- This article is about the city in Peru. For other meanings, see Tacna (disambiguation).
|City nickname: "La Heroica Ciudad" |
("The Heroic City")
|Founded ||June 25, 1875 |
|Population ||174 336 (1993 census) |
|Height ||552 m above sea level |
|Mayor ||Jacinto Gómez |
Tacna is a city in southern Peru, located only 35km from the border with Chile. Its full name is La Heroica Ciudad de San Pedro de Tacna, and it is the capital of the Tacna region. Tacna is located in the Atacama Desert near the Pacific Ocean.
Many monuments are located in Tacna, including the arch of the Alto de la Alianza, which shows the significance of this town. In 1828, President José de La Mar declared Tacna as the "Heroic City". During the War of the Pacific, the cities of Tacna and Arica were invaded by Chilean forces. A peace agreement, the Treaty of Ancón was signed in 1883. Under the terms of the treaty, Chile was to occupy the provinces of Tacna and Arica for 10 years, after which a plebiscite was to be held to determine their nationality. Tacna lived a period of captivity for 50 years; the invaders started a campaign of "Chilenization", whose purpose was to convince the local population of accepting Chile as the new ruling power, and make them lose their Peruvian identity. Nevertheless, the patriotism of the tacneños hindered the Chilean attempts of gaining their sympathy, which was needed for getting their vote at the plebiscite. The plebiscite was never held, though.

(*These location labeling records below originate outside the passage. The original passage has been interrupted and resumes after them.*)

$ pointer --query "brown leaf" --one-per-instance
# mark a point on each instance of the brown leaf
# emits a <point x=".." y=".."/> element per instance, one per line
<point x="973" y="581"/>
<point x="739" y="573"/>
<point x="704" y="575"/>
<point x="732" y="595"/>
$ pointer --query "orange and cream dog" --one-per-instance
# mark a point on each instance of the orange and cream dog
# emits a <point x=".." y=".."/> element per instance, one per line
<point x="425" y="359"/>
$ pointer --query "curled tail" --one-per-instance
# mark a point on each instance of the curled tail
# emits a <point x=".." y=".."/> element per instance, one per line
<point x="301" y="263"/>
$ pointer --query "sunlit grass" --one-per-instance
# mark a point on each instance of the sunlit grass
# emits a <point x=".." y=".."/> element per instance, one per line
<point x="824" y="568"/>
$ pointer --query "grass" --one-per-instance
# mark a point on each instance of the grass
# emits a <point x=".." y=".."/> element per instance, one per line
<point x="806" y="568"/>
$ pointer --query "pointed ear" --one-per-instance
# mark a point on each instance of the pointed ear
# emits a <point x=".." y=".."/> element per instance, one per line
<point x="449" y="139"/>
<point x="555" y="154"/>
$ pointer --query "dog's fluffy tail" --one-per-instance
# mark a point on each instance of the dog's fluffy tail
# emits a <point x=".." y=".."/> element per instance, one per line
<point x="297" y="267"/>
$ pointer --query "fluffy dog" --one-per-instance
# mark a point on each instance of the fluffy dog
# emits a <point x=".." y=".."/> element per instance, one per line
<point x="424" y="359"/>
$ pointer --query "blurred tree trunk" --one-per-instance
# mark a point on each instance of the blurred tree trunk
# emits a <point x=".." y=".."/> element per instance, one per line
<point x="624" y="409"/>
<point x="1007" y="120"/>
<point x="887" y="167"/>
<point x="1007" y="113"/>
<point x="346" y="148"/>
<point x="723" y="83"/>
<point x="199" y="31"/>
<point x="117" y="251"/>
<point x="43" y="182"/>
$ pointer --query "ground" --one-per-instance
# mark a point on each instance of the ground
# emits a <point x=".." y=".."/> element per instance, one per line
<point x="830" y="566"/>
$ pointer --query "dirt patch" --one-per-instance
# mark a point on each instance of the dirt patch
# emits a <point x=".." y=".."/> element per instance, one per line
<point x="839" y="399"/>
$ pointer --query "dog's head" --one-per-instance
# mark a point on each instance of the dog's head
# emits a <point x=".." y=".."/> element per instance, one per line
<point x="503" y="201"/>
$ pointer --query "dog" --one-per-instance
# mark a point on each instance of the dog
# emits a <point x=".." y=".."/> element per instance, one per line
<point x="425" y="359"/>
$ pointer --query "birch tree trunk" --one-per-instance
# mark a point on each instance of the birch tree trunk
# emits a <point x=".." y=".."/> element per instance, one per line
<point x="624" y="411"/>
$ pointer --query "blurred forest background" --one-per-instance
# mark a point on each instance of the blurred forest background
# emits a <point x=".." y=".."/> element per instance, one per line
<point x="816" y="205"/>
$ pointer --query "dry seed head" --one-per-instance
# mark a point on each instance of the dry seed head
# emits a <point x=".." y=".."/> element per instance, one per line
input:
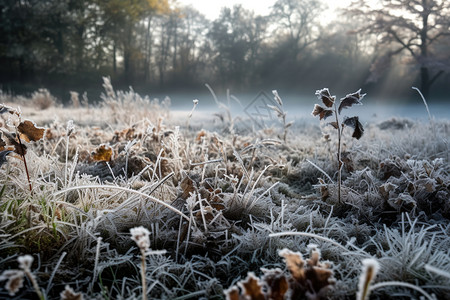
<point x="15" y="280"/>
<point x="141" y="236"/>
<point x="370" y="269"/>
<point x="25" y="262"/>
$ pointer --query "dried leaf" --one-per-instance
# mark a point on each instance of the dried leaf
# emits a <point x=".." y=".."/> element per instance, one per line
<point x="102" y="153"/>
<point x="70" y="294"/>
<point x="29" y="131"/>
<point x="325" y="96"/>
<point x="19" y="148"/>
<point x="277" y="283"/>
<point x="350" y="100"/>
<point x="322" y="112"/>
<point x="252" y="288"/>
<point x="295" y="263"/>
<point x="3" y="155"/>
<point x="356" y="125"/>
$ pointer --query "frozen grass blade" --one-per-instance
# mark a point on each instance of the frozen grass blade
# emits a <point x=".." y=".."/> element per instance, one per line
<point x="402" y="284"/>
<point x="125" y="190"/>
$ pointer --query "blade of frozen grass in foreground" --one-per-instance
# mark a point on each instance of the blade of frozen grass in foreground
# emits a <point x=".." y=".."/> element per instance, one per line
<point x="312" y="235"/>
<point x="402" y="284"/>
<point x="125" y="190"/>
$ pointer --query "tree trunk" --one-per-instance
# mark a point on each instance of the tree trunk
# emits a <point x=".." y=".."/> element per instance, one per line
<point x="424" y="72"/>
<point x="114" y="58"/>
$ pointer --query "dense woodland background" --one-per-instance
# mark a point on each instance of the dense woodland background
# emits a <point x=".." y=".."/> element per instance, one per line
<point x="159" y="45"/>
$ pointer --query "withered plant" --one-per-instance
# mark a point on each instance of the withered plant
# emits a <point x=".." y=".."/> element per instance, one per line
<point x="331" y="108"/>
<point x="12" y="141"/>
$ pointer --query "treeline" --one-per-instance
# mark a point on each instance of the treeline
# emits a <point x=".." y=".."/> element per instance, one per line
<point x="70" y="44"/>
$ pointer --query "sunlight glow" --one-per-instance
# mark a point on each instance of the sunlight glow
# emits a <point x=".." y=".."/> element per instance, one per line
<point x="211" y="9"/>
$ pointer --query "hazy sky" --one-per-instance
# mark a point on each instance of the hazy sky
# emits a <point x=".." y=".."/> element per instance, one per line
<point x="211" y="8"/>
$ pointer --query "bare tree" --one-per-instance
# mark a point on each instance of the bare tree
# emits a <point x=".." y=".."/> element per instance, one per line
<point x="411" y="27"/>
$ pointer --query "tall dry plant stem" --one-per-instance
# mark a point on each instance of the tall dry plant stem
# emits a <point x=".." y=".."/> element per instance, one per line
<point x="143" y="268"/>
<point x="26" y="167"/>
<point x="339" y="130"/>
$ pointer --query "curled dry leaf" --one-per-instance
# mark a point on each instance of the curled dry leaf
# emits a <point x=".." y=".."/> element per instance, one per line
<point x="325" y="96"/>
<point x="253" y="288"/>
<point x="5" y="109"/>
<point x="321" y="112"/>
<point x="356" y="125"/>
<point x="19" y="147"/>
<point x="30" y="132"/>
<point x="102" y="153"/>
<point x="350" y="100"/>
<point x="312" y="279"/>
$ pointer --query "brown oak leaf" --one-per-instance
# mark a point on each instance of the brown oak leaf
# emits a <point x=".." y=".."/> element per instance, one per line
<point x="30" y="132"/>
<point x="102" y="153"/>
<point x="322" y="112"/>
<point x="350" y="100"/>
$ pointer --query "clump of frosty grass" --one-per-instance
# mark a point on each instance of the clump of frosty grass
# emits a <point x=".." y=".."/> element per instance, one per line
<point x="141" y="236"/>
<point x="130" y="201"/>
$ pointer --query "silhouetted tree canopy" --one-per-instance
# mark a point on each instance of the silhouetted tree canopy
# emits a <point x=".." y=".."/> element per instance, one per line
<point x="71" y="44"/>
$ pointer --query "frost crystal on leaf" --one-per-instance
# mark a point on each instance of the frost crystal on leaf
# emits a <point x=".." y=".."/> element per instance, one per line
<point x="350" y="100"/>
<point x="322" y="112"/>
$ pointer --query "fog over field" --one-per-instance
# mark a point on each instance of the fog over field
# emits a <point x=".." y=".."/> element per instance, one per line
<point x="148" y="151"/>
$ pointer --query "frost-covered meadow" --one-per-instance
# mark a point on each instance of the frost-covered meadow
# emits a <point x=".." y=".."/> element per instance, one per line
<point x="242" y="211"/>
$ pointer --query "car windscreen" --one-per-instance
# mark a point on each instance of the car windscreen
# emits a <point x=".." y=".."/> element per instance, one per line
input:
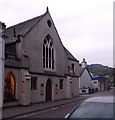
<point x="93" y="110"/>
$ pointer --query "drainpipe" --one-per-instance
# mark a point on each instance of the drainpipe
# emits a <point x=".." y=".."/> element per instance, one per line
<point x="2" y="27"/>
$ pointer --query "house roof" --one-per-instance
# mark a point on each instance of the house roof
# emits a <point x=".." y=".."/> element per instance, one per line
<point x="98" y="78"/>
<point x="81" y="70"/>
<point x="70" y="56"/>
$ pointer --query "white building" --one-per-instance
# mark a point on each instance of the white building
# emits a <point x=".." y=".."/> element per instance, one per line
<point x="84" y="78"/>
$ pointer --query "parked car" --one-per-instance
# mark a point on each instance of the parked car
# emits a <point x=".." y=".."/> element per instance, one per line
<point x="94" y="107"/>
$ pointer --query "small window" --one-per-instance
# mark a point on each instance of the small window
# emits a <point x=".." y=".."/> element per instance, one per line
<point x="73" y="68"/>
<point x="33" y="83"/>
<point x="61" y="83"/>
<point x="49" y="23"/>
<point x="95" y="82"/>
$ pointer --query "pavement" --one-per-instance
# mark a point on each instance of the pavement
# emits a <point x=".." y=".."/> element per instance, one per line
<point x="15" y="111"/>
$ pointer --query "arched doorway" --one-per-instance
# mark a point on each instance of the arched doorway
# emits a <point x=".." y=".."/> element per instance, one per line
<point x="48" y="90"/>
<point x="9" y="88"/>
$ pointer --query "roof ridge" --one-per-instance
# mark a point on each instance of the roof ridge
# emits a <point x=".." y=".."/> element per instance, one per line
<point x="27" y="20"/>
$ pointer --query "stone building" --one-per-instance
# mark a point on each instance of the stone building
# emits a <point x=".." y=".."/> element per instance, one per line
<point x="38" y="67"/>
<point x="85" y="78"/>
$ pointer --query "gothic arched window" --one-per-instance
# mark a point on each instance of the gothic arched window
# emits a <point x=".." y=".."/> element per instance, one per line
<point x="48" y="53"/>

Finally, in 1929, an accord was reached by which Chile kept Arica; Peru reacquired Tacna and received $6 million indemnity and other concessions.
Other monuments include a neo-Renaissance Cathedral, the Alameda Bolognesi Walkway and the caves of Toquepala, where archaeologists have found some of the oldest human remains in Peru. In September, the festival of the Señor de Locumba is celebrated, which draws thousands of faithful people from all over the world.
Since it is part of a duty free zone, Tacna is the main area for business in southern Peru. The city has one of the largest artifact markets in the world, with things from Japan to China, and also traditional Peruvian handicrafts.